穿上衣服后,放射医生招手示意我到他的后屋里。他知道我是护理医生,他会像对待他所有病人一样对我说话,还是告诉我更多的细节?是希望我职业化配合,还是态度从容客观?黑暗中,我“栖息”在紧挨着他的高凳子上,平视着那张新冲洗出的被放大了的黑白照片。他指向我的右侧乳房图像。

“看见这儿了吗?”他斜视着,皱着鼻子,好像这样能集中他的注意力,“就在乳晕曲线下面的微钙化点,总共十几个,成了一团。”我也看到了,它们在石墨灰色正常组织的映衬下呈石灰白色:白色的扭动的曲线好像小蠕虫,及时地被冷冻成形悬在空中。

放射医生斜靠在那里研究微钙化点,然后把我的注意力引向视景器下方墙上的图表。在暗淡的灯光下,我用尽全力去辨认它。

“看到上面两条线了吗?那是良性微钙化的图片。当我们发现这种情况时,一般会在六个月内再次拍乳房的X光照片。”我没有在图上发现我的乳房上的微钙化。我的与之不同,更小、更直。就像些许狭长的稻米粒儿不小心溅到了胶片上一小块儿,又像是放射性尘埃。

“还有,看后面,”他说着,拉下这张X光照片,把去年的照片夹在了这个位置,“然后我注意到一些早期的变化,但它们几乎是看不见的。”他向我比画出这个区域。即使这样,我仍很难看清它们,那些在组织里安营扎寨的幽灵阴影。

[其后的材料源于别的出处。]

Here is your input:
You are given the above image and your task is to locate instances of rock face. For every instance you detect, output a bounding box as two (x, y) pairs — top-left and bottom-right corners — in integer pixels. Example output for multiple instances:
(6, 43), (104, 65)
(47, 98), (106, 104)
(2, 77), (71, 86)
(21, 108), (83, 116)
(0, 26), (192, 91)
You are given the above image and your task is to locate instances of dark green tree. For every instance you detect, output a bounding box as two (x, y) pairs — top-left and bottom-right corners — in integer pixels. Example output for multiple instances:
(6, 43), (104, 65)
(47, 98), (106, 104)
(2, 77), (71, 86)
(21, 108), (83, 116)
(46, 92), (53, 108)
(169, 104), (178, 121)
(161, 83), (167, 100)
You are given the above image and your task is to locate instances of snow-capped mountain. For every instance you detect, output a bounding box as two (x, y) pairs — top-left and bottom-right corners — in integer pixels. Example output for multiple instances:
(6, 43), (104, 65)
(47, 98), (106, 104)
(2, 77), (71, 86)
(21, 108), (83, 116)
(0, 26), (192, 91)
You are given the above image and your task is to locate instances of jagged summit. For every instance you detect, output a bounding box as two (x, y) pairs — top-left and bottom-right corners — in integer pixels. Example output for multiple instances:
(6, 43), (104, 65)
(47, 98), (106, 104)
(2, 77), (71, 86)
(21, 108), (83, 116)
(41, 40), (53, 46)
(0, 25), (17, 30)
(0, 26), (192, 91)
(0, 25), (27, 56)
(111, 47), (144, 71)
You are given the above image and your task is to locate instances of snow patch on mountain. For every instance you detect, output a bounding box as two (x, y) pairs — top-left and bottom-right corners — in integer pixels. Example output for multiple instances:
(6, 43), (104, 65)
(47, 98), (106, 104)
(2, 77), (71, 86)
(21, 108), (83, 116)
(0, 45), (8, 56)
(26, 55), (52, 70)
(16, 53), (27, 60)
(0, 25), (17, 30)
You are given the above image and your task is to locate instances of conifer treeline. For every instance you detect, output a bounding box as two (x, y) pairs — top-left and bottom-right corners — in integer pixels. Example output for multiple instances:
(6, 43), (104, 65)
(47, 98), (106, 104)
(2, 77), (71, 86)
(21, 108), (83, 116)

“既然我们知道了它们在哪儿,我们就能找到它们。看来,那些微钙化点在那里已经存在了一年多了,而且它们还在增长。”他“砰”地关掉视景器,“啪”地打开了屋里的灯。我眨着眼睛,我的眼睛泪水盈盈,就像很多人正午的时候从电影院出来那样。

“你有什么建议?”我问。

“如果你是我的太太,”他说,“我会对这个区域进行活组织检查。”

“如果你是我的太太”,医务护理人员的万用武器,有些问题是患者总要问的——医生,如果你是我,或者我是你的家人,你怎么办?但是,不愿意误导患者的医生,通常会把这种意见特权很隐讳地留给其他人——另一位医生或者护理医生。我点了点头。

“是的。”我说。

突然间,乳腺癌与我近在咫尺,而非远在他乡的陌生人。她已经搬到了我的隔壁,踏上我门前的台阶。我不知道她想要什么。一杯面粉?还是更多别的什么?难道是接管我的家庭,穿上我的衣服,晚上和我丈夫睡在一张床上?

通常,医生和护士不仅仅是凭职称树立威信,更多地是在病人对他们的期望中获取。病人认为我们主管生杀大权,是掌握神圣信息的特权者。然而,当医务人员变成患者时,我们的身体也同样被吞噬耗尽:萎缩的指甲、增长的斑痕、溃烂的伤疤。我感觉自己缩在白大褂里忘记了如何使用听诊器。我惟一需要的是医生,他知道我得了什么病,如何把我治好;还有护士,她会保护我的安全,让我远离痛感。像每一位病人,我要熬过非常时期,渡过艰难时光,重返人间并安全无恙。

“当然,”我附和着,“我当然想做活检。”

我直勾勾地盯着面前亮闪闪的视景器,看到它映出了我凝视的双眼。放射医生把双手搭在我们前面的柜子上,避开反射的镜像看着我。

“你知道,微钙化点只是X光照片上显示出的一些钙质碎片。它们能显示许多种变化。百分之七十五的情况下,它们不是很可怕,只是老化脉管或正在老化的纤维肿瘤里积累的良性钙。”

我再次点头,思考着剩下的百分之二十五,这可能癌变的百分之二十五。即使我知道统计数字——癌变前的微钙化需要几年的时间才能发展成为可检查到的癌组织——我仍感到不安。我觉得好像是什么入侵者一直在我的乳房里,而我却不知道。现在我知道了,我的身体突然不一样了。如今我才明白,当我的病人得知她们得了传染病,或卵巢囊肿,或巴氏结果异常时,为什么她们说感觉被侵略了

我谢过医生,告诉他我将和我的外科医生预约。然后我回到诊所继续值班。这天余下的时间,我感觉与病人无比亲切,远非往常。现在我是她们的一员了。我特别细心地全面地解释每一件事,还会停下来再次问道:“你还有什么疑问吗?”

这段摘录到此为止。